When the hawthorns were blooming in the woods of Raynham, a new life dawned in the stately chambers of the castle.
A daughter was born to the beautiful widow-lady—a sweet consoler in the hour of her loneliness and desolation. Honoria Eversleigh lifted her heart to heaven, and rendered thanks for the priceless treasure which had been bestowed upon her. She had kept her word. From the hour of her husband's death she had never quitted Raynham Castle. She had lived alone, unvisited, unknown; content to dwell in stately solitude, rarely extending her walks and drives beyond the boundary of the park and forest.
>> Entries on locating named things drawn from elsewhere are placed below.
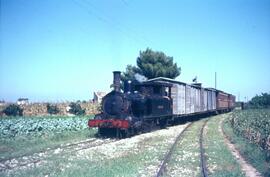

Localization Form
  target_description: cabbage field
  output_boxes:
[0,116,97,160]
[0,116,93,138]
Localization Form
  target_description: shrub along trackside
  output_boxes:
[224,109,270,176]
[230,109,270,151]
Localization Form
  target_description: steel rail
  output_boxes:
[156,122,193,177]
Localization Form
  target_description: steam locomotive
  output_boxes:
[88,71,235,138]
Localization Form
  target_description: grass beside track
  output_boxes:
[203,114,245,177]
[0,116,97,161]
[0,126,189,177]
[164,120,205,177]
[223,114,270,177]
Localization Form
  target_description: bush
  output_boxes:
[3,104,23,116]
[47,103,59,114]
[69,102,85,115]
[247,93,270,108]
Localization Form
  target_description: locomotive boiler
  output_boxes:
[88,71,172,137]
[88,71,235,138]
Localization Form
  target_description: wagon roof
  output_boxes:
[143,77,186,85]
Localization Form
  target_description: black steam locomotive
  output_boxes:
[88,71,234,138]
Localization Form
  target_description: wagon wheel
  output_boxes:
[159,118,168,128]
[142,121,154,132]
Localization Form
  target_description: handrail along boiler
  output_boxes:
[88,71,235,137]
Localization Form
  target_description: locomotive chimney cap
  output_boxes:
[113,71,121,92]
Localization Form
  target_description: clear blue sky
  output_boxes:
[0,0,270,101]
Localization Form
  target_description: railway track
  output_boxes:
[0,138,116,171]
[156,119,208,177]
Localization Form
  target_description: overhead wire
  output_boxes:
[72,0,152,45]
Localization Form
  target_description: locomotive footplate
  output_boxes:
[88,119,129,129]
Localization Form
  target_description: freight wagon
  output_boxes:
[88,71,235,136]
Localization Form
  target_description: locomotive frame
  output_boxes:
[88,71,235,138]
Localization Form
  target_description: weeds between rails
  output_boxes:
[156,119,209,177]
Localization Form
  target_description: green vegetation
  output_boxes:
[230,109,270,151]
[203,115,245,177]
[122,48,181,81]
[46,103,60,114]
[69,102,85,116]
[223,109,270,176]
[0,116,96,159]
[3,104,23,116]
[247,93,270,108]
[0,125,184,177]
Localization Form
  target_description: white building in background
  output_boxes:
[93,92,106,103]
[17,98,29,105]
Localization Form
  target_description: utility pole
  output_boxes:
[215,72,217,89]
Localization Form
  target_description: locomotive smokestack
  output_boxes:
[113,71,121,92]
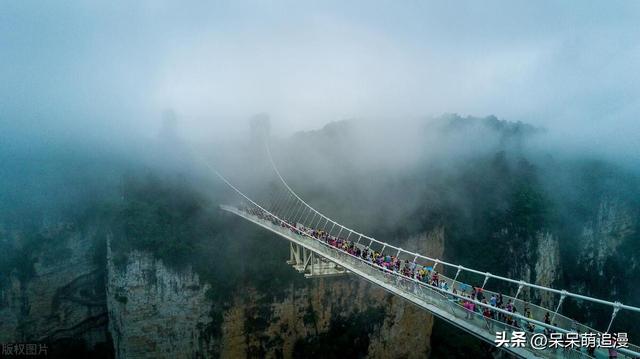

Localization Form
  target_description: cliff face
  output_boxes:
[0,198,638,358]
[106,245,211,358]
[107,228,444,358]
[0,224,111,354]
[577,198,638,276]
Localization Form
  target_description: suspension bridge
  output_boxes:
[213,145,640,358]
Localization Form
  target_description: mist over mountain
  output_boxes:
[0,114,640,356]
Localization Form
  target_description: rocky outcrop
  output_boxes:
[107,242,211,358]
[578,198,637,276]
[0,224,111,354]
[107,228,444,358]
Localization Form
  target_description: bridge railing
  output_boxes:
[265,141,640,331]
[230,205,632,358]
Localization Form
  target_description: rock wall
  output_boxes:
[0,224,111,354]
[107,228,444,358]
[107,240,211,358]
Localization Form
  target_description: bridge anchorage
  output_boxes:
[208,142,640,358]
[287,242,348,278]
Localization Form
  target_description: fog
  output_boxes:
[0,1,640,224]
[0,1,640,160]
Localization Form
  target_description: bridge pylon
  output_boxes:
[287,242,348,278]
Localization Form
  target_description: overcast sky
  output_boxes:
[0,0,640,156]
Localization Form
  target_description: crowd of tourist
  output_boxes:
[244,207,564,332]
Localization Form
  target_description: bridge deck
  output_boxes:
[221,206,624,358]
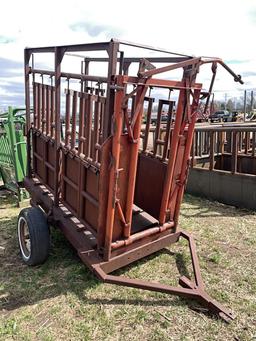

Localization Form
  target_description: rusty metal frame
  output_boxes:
[24,40,242,319]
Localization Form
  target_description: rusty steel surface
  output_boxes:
[24,40,242,319]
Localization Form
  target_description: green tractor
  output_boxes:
[0,107,28,202]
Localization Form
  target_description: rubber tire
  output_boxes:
[17,207,50,265]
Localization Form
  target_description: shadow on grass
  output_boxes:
[0,217,194,311]
[180,194,255,218]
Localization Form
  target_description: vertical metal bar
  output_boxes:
[159,76,186,225]
[42,83,45,133]
[153,100,163,155]
[78,92,87,154]
[162,101,174,160]
[119,51,124,75]
[33,82,38,129]
[54,47,63,206]
[244,131,250,154]
[204,62,217,114]
[252,132,256,156]
[231,131,238,174]
[92,94,100,162]
[191,133,195,168]
[37,83,42,131]
[71,91,77,150]
[65,88,71,146]
[103,41,119,141]
[84,95,92,158]
[174,90,201,226]
[104,81,124,260]
[50,85,55,138]
[124,86,147,238]
[46,85,50,136]
[209,131,215,170]
[244,90,247,122]
[143,97,154,152]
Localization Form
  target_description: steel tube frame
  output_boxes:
[24,40,241,319]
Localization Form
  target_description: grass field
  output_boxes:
[0,196,256,341]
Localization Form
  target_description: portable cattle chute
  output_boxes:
[18,39,242,319]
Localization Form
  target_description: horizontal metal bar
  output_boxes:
[123,76,202,90]
[25,42,110,53]
[112,39,193,58]
[195,124,256,132]
[30,68,108,83]
[66,53,190,63]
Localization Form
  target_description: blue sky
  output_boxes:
[0,0,256,107]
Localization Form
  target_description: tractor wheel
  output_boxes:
[17,207,50,265]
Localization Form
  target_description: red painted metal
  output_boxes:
[24,40,241,318]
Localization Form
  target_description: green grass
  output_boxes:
[0,191,256,340]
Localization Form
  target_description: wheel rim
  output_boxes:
[18,217,31,260]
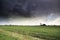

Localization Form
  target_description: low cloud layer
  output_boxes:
[0,0,60,25]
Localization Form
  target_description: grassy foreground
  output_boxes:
[0,25,60,40]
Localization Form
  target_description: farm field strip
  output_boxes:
[0,25,60,40]
[0,29,44,40]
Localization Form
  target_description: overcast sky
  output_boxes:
[0,0,60,25]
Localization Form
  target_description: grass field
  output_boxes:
[0,25,60,40]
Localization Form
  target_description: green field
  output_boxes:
[0,25,60,40]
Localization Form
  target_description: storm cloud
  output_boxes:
[0,0,60,25]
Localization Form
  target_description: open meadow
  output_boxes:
[0,25,60,40]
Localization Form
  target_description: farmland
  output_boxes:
[0,25,60,40]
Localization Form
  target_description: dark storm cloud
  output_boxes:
[0,0,60,17]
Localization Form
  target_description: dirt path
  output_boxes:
[0,29,44,40]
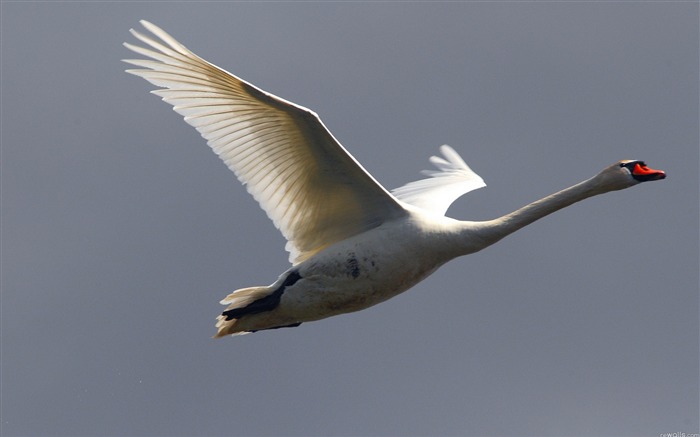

Some few of the county gentry would have visited her; but she would not consent to be visited by a few. Honoria Eversleigh's was a proud spirit; and until the whole county should acknowledge her innocence, she would receive no one.
"Let them think of me or talk of me as they please," she said; "I can live my own life without them."
Thus the long winter months passed by, and Honoria was alone in that abode whose splendour must have seemed cold and dreary to the friendless woman.
But when she held her infant in her arms all was changed She looked down upon the baby-girl, and murmured softly—
"Your life shall be bright and peaceful, dearest, whatever mine may be. The future looks bleak and terrible for me; but for you, sweet one, it may be bright and fair."
The young mother loved her child with a passionate intensity; but even that love could not exclude darker passions from her breast.
There was much that was noble in the nature of this woman; but there was also much that was terrible. From her childhood she had been gifted with a power of intellect—a strength of will—that lifted her high above the common ranks of womanhood.
A fatal passion had taken possession of her soul after the untimely death of Sir Oswald; and that passion was a craving for revenge. She had been deeply wronged, and she could not forgive. She did not even try to forgive. She believed that revenge was a kind of duty which she owed, not only to herself, but to the noble husband whom she had lost.